I have given a version of this talk to maybe twelve teams over the years, and the first slide is always the same. It is the EXPLAIN output of a slow query they sent me, with one line highlighted, and the question "why is this a Seq Scan?". The conversation that follows usually reveals that the team knows indexes exist, knows they are good, and has no idea what the planner is actually doing. This article is the conversation, written down once, with the EXPLAIN output you can read tomorrow morning to fix your own queries.
The thesis up front, because I want my opinion to be visible: you do not really understand a slow query until you have read its EXPLAIN ANALYZE output and matched each line to a physical operation. Reasoning about indexes from the schema alone, without ever reading the planner's actual choices, is how teams end up with twenty redundant indexes, none of which the planner uses on the query that matters.

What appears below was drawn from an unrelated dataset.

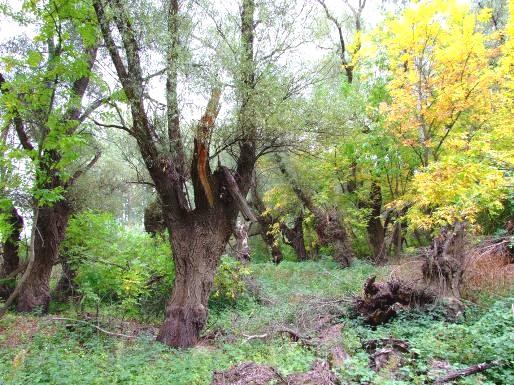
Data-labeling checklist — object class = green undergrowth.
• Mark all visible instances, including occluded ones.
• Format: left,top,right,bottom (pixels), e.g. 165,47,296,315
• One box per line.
0,260,514,385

What an index physically is
A B-tree index in Postgres is a separate on-disk structure that stores (indexed_columns, row_pointer) pairs sorted by the indexed columns. "Row pointer" in Postgres is the ctid (a (page, offset) tuple). The tree depth is typically 3 to 4 levels for tables with millions of rows, so a lookup is a handful of disk reads instead of a full scan.
I find a tiny visual helps people more than the formal definition.

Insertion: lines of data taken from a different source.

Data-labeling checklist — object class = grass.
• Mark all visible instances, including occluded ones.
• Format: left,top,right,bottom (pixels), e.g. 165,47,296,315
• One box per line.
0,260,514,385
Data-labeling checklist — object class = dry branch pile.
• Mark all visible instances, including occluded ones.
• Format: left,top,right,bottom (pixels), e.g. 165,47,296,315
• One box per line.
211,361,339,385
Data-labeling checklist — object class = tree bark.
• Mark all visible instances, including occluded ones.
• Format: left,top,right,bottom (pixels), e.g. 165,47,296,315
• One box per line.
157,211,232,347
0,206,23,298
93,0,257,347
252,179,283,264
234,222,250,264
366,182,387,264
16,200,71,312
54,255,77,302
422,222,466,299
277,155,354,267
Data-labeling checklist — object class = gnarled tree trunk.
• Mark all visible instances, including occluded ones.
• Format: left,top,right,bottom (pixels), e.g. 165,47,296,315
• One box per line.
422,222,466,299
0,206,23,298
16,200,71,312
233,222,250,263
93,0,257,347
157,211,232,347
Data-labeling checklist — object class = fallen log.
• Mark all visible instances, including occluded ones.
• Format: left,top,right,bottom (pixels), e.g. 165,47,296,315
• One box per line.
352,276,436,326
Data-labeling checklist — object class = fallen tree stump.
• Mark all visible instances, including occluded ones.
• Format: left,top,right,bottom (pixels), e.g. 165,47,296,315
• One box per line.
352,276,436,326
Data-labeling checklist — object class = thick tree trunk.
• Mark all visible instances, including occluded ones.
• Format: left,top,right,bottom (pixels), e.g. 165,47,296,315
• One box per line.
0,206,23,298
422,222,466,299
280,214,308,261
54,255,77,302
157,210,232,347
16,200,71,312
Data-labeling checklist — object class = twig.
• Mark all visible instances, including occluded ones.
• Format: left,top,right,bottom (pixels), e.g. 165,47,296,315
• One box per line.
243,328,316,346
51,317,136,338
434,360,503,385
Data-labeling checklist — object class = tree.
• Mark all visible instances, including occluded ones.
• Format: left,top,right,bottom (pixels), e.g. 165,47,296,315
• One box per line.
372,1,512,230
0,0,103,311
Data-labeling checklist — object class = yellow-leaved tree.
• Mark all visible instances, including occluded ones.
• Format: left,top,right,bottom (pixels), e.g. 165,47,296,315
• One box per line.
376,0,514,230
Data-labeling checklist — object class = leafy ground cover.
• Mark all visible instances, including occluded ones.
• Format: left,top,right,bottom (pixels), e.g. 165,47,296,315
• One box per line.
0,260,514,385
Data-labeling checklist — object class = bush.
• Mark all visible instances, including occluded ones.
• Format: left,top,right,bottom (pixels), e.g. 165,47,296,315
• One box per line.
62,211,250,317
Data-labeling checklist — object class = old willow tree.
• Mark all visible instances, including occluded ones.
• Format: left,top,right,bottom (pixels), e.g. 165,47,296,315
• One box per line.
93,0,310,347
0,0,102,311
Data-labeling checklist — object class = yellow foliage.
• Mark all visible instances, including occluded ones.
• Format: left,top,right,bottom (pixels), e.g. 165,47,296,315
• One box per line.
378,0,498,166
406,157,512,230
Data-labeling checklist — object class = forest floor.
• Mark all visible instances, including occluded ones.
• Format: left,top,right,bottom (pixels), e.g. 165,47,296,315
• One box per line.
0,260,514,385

The index is not the table. It is a sorted lookup structure that says "if you want rows with user_id = 42, here are their ctids; go to those pages of the heap to read them.". The heap is the actual table data on disk; the index is metadata pointing into it.
Two consequences fall out of this model that everything else builds on. First, an index makes lookups fast but slows down writes (every insert, update, or delete on the indexed column has to update the index too). Second, an index can answer queries without touching the heap at all, but only if every column the query needs is in the index. That second one is what "covering index" means and why it matters for read-heavy paths.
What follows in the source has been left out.